Ken Phelan Treasury’s Chief Risk Officer offered the following advice and take-aways from his experience:

• Beware of “anti-bodies” when you start something new.  People resist change and you can get outright rejection.
• ERM managers should work with federal managers to add ERM to processes they are already performing. At Treasury, they added ERM to quarterly performance reviews. Prior to that there wasn’t much of a connection between risk and projects.  Then they embedded risk into the strategic planning process.
• Their next step will be risk appetite. They are just in the beginning stages and asking questions such as, what are you willing to do for a positive result.  For example, the IRS is willing to take the risk of later refunds in order to take the time to scan for fraud.  On the other hand, the IRS will never put PII at risk.

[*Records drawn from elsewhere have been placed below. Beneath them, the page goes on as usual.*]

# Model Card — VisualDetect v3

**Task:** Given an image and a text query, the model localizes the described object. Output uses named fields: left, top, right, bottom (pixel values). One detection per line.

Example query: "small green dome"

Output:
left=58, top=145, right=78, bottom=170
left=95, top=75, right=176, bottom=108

Montrice Yakimov Chief Risk Officer at the Bureau of the Fiscal Service which started ERM in 2014, offered the following lessons learned:

• People actively fight against change.  You need to collaborate and know who the risk owners will be.  Talk to multiple levels of leadership across the organization and find out what keeps them up at night. 
• Develop a common taxonomy. Implement a framework and construct for business owners to use across the organization.
• Add value. Business owners need to believe that risk management is valuable. If your risk management analysis is being used to make decisions, then it is adding real value.   
• Include budget planning and IT investment planning.
• Risk planning professionals need to be part of the strategic planning process. They can provide an enterprise point of view.

The discussion ended with a conference attendee asking the panel’s opinion on a scale from 1-10 how far along they felt the government was in implementing ERM.

In Yakimov’s opinion, it varies. Some organizations are farther along.  Across the board she would say a 5. Basso agreed, saying 4 to 5. But he went on to say that the average is meaningless.  There are organizations that are doing well and others that he would grade a 1. Phelan concurred with the others rating progress at a 4. “We’ve made huge strides, but there’s a ton to do,” he stated. And Grams wrapped up with his opinion of a rating of 3 to 4. He personally thinks there should be ERM legislation, because “it’s only taken seriously if the senior leadership believes it’s important.  And the leadership changes frequently.” The direction is sound, but he would like to increase the velocity.